Me Zaïdi, un des avocats du collectif de la défense de Mohamed Benchicou, ne mâche pas ses mots pour signaler que "le verdict est dicté par le président Bouteflika et son ministre de l’Intérieur, Zerhouni". Le fait était prévisible : quelques minutes avant le retour de la présidente de la cour des délibérations, les policiers en civil ont été instruits d’occuper les travers de la salle d’audience afin d’éviter tout débordement lorsque le verdict sera prononcé. Les présents ne doutent point : "Benchicou va être emprisonné." Le pressentiment ne tardera pas à se confirmer. Le prétexte idéal, pour reprendre les déclarations du collectif de la défense, est trouvé par les instigateurs du cercle présidentiel pour écrouer le journaliste. Pourtant, l’accusation "de port de bons d’épargne lors des déplacements de personnes à l’étranger ne constitue nullement une infraction à la réglementation des changes", ont expliqué les avocats du prévenu. A rappeler que pas moins de huit robes noires se sont succédé à la barre pour affirmer, documents, dispositions légales et notes du règlement intérieur de la Banque d’Algérie à l’appui, que les faits reprochés à M. Benchicou "sont tous frappés de nullité". La raison évoquée : les bons d’épargne ne sont pas négociables à l’étranger puisque l’argent dont il est fait mention se trouve en Algérie. Me Benarbia indiquera à ce propos "qu’un tel délit peut être constaté si l’argent transféré à l’extérieur du pays servait à financer une activité commerciale ou économique. Chose qui est loin de ressembler au cas de M. Benchicou".


Mise sous scellés du journal "Le Matin"


Une semaine après l’incarcération de Mohamed Benchicou, un huissier de justice se présente au siège du journal pour demander l’évacuation des lieux et les mettre sous scellés. L’huissier de justice entame sa procédure suite à une ordonnance du 15 juin par le président du tribunal sur requête de la Direction des impôts de Sidi-M’hamed. Face à ce harcèlement, l'avocat chargé de cette affaire, Me Messaoud, dira : "Nous ferons tout ce qui est en notre pouvoir pour éviter la vente aux enchères de l'immeuble." Une vente prévue le 26 juin, alors que les trois tentatives précédentes (3 avril, 8 mai et 29 mai) de la vente du local de Hussein-Dey ont échoué, faute d'acheteurs. La chambre administrative statuera sur cette affaire le 30 juin, soit quatre jours après la mise en vente aux enchères. Par ailleurs, dans la même journée d'hier, il a été notifié à l'entreprise le refus des impôts d'établir un échéancier pour le paiement des 50 % restants de la somme exigée dans le cadre du redressement fiscal.
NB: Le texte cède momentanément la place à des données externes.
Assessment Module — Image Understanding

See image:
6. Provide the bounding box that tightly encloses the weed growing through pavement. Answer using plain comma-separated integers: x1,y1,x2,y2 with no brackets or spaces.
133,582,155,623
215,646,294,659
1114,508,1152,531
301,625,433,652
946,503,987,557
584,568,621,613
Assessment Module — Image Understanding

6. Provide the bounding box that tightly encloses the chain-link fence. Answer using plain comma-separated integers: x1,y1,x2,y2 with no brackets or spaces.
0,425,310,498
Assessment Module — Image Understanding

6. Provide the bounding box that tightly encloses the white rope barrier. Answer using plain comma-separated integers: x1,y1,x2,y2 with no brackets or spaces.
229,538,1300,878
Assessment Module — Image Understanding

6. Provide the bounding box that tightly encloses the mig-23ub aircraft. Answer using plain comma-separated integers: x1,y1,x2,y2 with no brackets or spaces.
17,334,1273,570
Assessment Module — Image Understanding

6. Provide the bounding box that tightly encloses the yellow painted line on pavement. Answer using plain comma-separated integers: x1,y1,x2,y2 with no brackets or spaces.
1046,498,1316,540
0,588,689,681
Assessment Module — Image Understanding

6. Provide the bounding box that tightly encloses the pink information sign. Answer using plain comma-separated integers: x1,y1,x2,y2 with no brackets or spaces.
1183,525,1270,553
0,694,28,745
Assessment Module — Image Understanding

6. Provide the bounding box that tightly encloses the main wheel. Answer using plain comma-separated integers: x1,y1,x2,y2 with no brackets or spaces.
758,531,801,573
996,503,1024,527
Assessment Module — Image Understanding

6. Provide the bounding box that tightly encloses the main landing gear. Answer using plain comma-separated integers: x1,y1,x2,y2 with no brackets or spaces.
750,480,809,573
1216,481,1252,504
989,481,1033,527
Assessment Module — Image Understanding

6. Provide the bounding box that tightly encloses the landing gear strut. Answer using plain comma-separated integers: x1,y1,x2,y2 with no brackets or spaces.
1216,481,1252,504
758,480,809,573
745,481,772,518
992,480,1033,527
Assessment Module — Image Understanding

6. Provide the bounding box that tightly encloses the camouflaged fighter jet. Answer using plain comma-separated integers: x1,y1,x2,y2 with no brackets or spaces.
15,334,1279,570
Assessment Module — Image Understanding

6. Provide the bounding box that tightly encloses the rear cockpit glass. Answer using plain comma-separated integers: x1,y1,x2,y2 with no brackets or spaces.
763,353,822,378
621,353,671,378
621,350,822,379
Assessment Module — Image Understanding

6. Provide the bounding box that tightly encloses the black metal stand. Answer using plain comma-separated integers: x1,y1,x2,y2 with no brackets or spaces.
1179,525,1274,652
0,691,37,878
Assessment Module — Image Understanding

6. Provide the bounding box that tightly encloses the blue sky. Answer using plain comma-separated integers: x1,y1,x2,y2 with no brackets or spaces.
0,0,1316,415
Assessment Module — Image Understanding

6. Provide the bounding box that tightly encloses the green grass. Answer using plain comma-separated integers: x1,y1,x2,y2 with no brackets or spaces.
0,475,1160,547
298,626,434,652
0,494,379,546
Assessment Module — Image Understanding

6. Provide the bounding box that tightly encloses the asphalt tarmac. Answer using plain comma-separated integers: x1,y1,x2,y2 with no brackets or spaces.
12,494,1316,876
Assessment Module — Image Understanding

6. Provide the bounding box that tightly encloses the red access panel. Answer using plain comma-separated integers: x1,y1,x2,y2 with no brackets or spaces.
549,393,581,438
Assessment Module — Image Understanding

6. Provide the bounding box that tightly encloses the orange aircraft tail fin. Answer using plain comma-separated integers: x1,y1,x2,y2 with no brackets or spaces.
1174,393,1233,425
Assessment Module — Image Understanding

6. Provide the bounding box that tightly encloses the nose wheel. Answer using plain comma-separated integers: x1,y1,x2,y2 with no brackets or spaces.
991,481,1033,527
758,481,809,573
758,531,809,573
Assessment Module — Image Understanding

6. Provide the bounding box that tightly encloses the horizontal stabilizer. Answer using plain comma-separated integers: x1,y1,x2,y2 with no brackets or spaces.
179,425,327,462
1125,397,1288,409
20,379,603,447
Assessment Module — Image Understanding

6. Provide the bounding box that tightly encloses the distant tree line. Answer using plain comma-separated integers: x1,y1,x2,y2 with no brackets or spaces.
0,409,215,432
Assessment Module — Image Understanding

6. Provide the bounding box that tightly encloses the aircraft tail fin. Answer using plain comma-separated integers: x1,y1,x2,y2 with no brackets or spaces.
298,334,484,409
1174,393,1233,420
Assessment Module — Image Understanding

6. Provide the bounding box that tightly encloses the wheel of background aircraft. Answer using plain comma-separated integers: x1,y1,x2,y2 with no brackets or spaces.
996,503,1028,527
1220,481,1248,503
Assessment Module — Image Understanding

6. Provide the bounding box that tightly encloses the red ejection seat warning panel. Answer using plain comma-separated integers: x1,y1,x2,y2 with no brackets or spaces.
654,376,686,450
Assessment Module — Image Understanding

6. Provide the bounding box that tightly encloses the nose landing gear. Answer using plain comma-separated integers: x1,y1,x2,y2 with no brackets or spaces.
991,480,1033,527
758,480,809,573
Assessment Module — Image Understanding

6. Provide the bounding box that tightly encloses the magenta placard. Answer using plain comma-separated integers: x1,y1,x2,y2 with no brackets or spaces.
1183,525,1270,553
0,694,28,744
La société civile s’implique

A l'initiative du collectif du journal Le Matin un premier rassemblement s'est tenu le lundi 5 juillet 2004 à la place de la Liberté-de-la-Presse à la rue Hassiba-Ben-Bouali à Alger. Un appel auquel ont répondu des journalistes de la presse privée et publique, des éditeurs, des avocats, des organisations de femmes, des associations de jeunes, les représentants des syndicats autonomes, des partis politiques, d'anciens ministres et aussi beaucoup d'anciens moudjahidine. Tous ont tenu à l'occasion de la fête de l'Indépendance à manifester leur attachement à la liberté d'expression, un droit constitutionnel. Le même rassemblement, ayant eu lieu lundi à Paris, a eu un succès qui dépassait les prévisions les plus optimistes des organisateurs. Politiquement, cela a été un succès. Le maire de Paris, Bertrand Delanoë, a non seulement autorisé le rassemblement sur la place de l'Hôtel de ville, mis à la disposition des organisateurs une tribune et une sono, mais a manifesté sans ambiguïté son soutien et sa solidarité avec la presse et les journalistes algériens. Parallèlement, le Comité pour la libération de Benchicou voit le jour. Plusieurs actions et autres protestations de mobilisation sont entreprises pour exiger la libération du journaliste et directeur du journal Le Matin.